Life
The Way Your Brain Remembers Things Is Actually Kind Of Creepy, According To Science
They say truth is stranger than fiction, but it looks like fiction might’ve gotten it right this time. If you’ve ever seen the 2000 movie Memento, you’ll remember the whole story was told backwards because the main character has lost his short-term memory. Well, according to a study published in Nature Communications, the human brain works backwards to retrieve memories. It’s almost like Pearce’s character is an unintentional metaphor for the way the brain works. Freaky.
Researchers at the University of Birmingham found that the brain basically works backwards to remember something, starting with the “gist” of the memory first, according to a news release, then works to retrieve the specific details.
"We know that our memories are not exact replicas of the things we originally experienced," Juan Linde Domingo, lead author of the study, said in the news release. "Memory is a reconstructive process, biased by personal knowledge and world views — sometimes we even remember events that never actually happened. But exactly how memories are reconstructed in the brain, step by step, is currently not well understood."
The researchers said in the news release that the way the brain remembers something is the opposite from how it processes information. So when you look at something, the researchers said, the brain processes specific visual details — like its patterns and colors — first, and then the brain processes its abstract meaning, like if it’s a dog, guitar, or a cup. But when you’re trying to remember something, the researchers said the brain starts at a much higher level, and then gets more specific.
But your brain isn’t a limitless vault that stores memories of every single experience you’ve ever had. Researchers at Columbia University found that the brain prioritizes important memories and filters out “neutral” or “inconsequential” events. "Our memory is not an accurate snapshot of our experiences. We can't remember everything," Daphna Shohamy, senior study author and principal investigator at Columbia's Mortimer B. Zuckerman Mind Brain Behavior Institute and a professor in the Department of Psychology, said in the news release. "One way the brain solves this problem is by automatically filtering our experiences, preserving memories of important information and allowing the rest fade away."

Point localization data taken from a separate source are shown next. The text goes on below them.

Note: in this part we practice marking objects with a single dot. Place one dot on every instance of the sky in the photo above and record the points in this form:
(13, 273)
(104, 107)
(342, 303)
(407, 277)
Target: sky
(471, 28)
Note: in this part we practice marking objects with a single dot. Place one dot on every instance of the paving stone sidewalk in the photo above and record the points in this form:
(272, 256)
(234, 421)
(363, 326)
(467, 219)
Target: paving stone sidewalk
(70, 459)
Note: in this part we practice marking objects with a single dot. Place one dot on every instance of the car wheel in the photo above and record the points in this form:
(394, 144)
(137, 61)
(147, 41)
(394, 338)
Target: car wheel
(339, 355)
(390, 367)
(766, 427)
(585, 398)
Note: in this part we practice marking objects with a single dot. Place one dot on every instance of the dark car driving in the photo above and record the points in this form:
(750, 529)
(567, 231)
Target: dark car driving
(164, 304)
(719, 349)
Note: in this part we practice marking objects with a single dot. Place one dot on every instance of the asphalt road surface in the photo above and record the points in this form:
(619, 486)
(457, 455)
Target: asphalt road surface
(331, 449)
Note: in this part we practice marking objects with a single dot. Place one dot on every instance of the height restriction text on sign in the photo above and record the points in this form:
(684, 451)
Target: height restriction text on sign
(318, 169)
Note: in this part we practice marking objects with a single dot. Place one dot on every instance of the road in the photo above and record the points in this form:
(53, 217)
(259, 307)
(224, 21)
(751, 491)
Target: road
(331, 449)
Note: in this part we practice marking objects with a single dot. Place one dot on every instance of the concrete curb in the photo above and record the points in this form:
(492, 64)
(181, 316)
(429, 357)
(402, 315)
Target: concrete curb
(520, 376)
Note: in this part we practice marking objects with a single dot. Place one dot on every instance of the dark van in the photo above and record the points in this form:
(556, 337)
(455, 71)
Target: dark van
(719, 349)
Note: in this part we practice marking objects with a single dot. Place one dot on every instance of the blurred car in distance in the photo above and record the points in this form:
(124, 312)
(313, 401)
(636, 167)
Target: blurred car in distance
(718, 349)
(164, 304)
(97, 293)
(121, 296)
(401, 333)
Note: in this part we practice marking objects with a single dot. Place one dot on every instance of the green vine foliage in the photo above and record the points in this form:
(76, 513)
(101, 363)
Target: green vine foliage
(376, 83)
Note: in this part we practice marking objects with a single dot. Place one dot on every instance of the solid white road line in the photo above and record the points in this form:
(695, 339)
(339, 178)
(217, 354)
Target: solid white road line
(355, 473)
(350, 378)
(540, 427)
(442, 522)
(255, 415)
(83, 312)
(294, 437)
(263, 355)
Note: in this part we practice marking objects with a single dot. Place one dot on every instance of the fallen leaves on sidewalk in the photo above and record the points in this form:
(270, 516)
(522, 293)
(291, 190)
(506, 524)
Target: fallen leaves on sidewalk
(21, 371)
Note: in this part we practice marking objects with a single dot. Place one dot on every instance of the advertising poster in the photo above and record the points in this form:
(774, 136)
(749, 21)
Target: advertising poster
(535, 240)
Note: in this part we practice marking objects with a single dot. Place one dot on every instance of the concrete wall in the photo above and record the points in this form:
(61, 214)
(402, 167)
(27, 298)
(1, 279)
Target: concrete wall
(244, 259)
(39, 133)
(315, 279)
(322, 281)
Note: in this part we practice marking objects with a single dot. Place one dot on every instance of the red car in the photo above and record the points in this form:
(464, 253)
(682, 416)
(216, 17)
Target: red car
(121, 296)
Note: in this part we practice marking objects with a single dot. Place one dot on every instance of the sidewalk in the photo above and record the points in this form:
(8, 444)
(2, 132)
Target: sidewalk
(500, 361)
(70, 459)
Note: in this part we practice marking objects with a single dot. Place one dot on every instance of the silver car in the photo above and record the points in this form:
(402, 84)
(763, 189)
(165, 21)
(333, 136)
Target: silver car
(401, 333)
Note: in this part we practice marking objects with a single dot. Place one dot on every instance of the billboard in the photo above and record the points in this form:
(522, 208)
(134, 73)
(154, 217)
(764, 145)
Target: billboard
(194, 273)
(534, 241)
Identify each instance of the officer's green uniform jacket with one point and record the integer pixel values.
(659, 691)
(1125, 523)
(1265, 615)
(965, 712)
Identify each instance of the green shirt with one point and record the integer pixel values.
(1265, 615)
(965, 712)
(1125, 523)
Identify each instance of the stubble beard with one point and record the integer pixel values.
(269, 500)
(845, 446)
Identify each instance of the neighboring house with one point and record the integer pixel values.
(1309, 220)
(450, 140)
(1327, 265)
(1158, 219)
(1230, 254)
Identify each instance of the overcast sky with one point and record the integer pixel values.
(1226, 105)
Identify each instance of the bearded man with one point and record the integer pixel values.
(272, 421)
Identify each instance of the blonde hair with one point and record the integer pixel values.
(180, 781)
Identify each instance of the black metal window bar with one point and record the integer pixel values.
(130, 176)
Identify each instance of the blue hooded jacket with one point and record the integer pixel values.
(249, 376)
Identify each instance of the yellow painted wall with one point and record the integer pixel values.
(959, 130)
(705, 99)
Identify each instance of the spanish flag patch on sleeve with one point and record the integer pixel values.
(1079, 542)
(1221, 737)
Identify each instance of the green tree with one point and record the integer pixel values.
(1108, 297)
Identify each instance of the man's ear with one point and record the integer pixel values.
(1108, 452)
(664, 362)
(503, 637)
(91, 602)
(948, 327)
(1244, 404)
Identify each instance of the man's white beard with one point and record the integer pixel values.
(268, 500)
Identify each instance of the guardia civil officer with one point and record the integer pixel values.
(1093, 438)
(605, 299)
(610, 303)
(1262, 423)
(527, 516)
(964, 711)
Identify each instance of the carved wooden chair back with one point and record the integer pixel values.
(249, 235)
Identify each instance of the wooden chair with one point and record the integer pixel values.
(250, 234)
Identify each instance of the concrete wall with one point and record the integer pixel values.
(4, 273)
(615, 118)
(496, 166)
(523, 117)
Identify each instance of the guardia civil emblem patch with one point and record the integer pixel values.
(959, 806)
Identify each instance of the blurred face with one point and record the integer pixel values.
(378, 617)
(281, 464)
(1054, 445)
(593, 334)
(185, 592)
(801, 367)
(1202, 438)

The researchers from Birmingham University said understanding how the brain retrieves information could also help law enforcement better assess how reliable eye witness accounts at crime scenes are. It’s actually a myth that eyewitness testimony is a reliable form of evidence, according to the Association for Psychological Science (APS). In fact, 71 percent of the 358 people exonerated through DNA evidence since 1989 had been convicted and sentenced to death through eyewitness testimony, says the APS. But the APS says the myth persists because of pop culture — like crime shows and literary figures like Sherlock Holmes — and because people believe traumatic events should be memorable.
But the way the brain processes traumatic memories is more complicated. Richard Alan Friedman, professor of clinical psychiatry at Weill-Cornell Medical School, told NBC News that’s why people who experience a traumatic event often can’t provide a full account of what happened. “Things that are dangerous or scary are perfectly encoded [processed into a memory],” Friedman told NBC News. “Things that are not emotional are not attended to.”
Through follow-up studies, the researchers hope to better understand how the brain processes traumatic memories, along with complex memories and memories as the brain ages. What’s clear is that the human brain continues to be an amazing mystery that offers more questions than answers.